The BC Greenhouse Growers Association (BCGGA) is essentially a lobbying group and an advocate for growers. The BCGGA members represent the majority of greenhouse vegetable production in the province. Armand was a founding member of the association in 1996 and served 10 years as a director, left for 10 years, and has since returned. The organization is made up of a handful of local growers.

“Through the association we host open houses for the public, including Ag in the Classroom programs to get students into the greenhouses,” describes Armand. “The duty of the association is to come up with marketing strategies, but as growers it’s our job to educate the public.”

Abbotsford pepper grower and greenhouse owner, Armand Vander Meulen
Abbotsford pepper grower and greenhouse owner, Armand Vander Meulen

The Vander Meulen’s own website,, informs about the health benefits of greenhouse peppers and teaches about the lower environmental footprint of growing under glass.

Most people would agree that locally grown produce is far superior to imports and that we should support our growers when their products are in season.

“At any given moment you can pick one of our vegetables or fruit off our plants and you’re guaranteed of its high quality,” assures Armand. “The nutritional value is superior, but the risk of there being any type of foreign pesticide is significantly reduced—if not zero.

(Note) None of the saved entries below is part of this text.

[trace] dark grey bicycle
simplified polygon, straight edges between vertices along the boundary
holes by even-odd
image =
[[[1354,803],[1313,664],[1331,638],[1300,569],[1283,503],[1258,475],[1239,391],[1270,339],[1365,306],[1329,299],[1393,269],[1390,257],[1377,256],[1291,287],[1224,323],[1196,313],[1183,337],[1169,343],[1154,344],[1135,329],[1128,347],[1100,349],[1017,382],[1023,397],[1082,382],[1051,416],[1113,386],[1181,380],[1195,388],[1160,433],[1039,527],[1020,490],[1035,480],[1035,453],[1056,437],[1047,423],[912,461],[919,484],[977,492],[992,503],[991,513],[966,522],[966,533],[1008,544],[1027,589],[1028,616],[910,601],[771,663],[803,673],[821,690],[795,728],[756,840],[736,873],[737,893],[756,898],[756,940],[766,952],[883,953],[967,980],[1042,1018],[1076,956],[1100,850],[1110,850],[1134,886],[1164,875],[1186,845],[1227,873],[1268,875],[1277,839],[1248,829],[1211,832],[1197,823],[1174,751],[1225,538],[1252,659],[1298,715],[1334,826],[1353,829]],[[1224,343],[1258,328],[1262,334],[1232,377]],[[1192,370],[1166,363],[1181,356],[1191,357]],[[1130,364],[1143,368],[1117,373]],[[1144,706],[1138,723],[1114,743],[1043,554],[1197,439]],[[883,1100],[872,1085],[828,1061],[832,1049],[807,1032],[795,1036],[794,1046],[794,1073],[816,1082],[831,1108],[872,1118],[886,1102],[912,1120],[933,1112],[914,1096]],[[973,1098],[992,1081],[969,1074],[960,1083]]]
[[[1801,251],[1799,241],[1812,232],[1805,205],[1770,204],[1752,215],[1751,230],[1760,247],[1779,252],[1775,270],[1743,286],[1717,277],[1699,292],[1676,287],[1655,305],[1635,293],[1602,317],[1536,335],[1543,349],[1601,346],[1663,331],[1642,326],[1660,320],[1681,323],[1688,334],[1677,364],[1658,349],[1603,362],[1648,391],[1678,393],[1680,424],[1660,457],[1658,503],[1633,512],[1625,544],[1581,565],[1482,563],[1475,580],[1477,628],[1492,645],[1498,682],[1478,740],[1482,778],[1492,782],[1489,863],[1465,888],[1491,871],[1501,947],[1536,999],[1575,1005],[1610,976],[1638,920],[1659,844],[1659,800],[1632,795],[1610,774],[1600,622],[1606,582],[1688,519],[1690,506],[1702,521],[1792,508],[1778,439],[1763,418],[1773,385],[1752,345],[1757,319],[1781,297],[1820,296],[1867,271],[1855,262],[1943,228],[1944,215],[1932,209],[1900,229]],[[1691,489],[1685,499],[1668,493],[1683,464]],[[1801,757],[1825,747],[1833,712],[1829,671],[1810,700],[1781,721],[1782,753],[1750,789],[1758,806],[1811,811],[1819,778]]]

We don’t advertise ‘pesticide free’, because we have to do whatever is needed to maintain the quality of the fruit. Greenhouse growing is by definition a protected culture, allowing us to use biological controls and a very minimal amount of protective sprays—unlike fields, where it’s impossible to grow without sprays of some kind.”

Armand further explains, “Even though local vegetables and fruit might cost a little more, the amount of usable food is more than if you bought imported product which can decay rapidly. And if you compare the taste of a Mexican bell pepper and one of our bell peppers, ours tastes far better. You may pay another 20 cents per kilo for it, but you’re getting something that tastes better.”

Karin and I are reluctant to leave the comfort of the greenhouse for the meager warmth offered by the feeble February sun. As we walk to our cars, Karin stops to take photos of fragrant mounds of sawdust; forestry waste that will burn to provide 50 per cent of the heat to the greenhouses—another cost-effective, green initiative.

A few last shots of the greenhouse glass glinting in the setting sun completes our tour, and leaves us looking forward to a rainbow of BC-grown peppers later this year.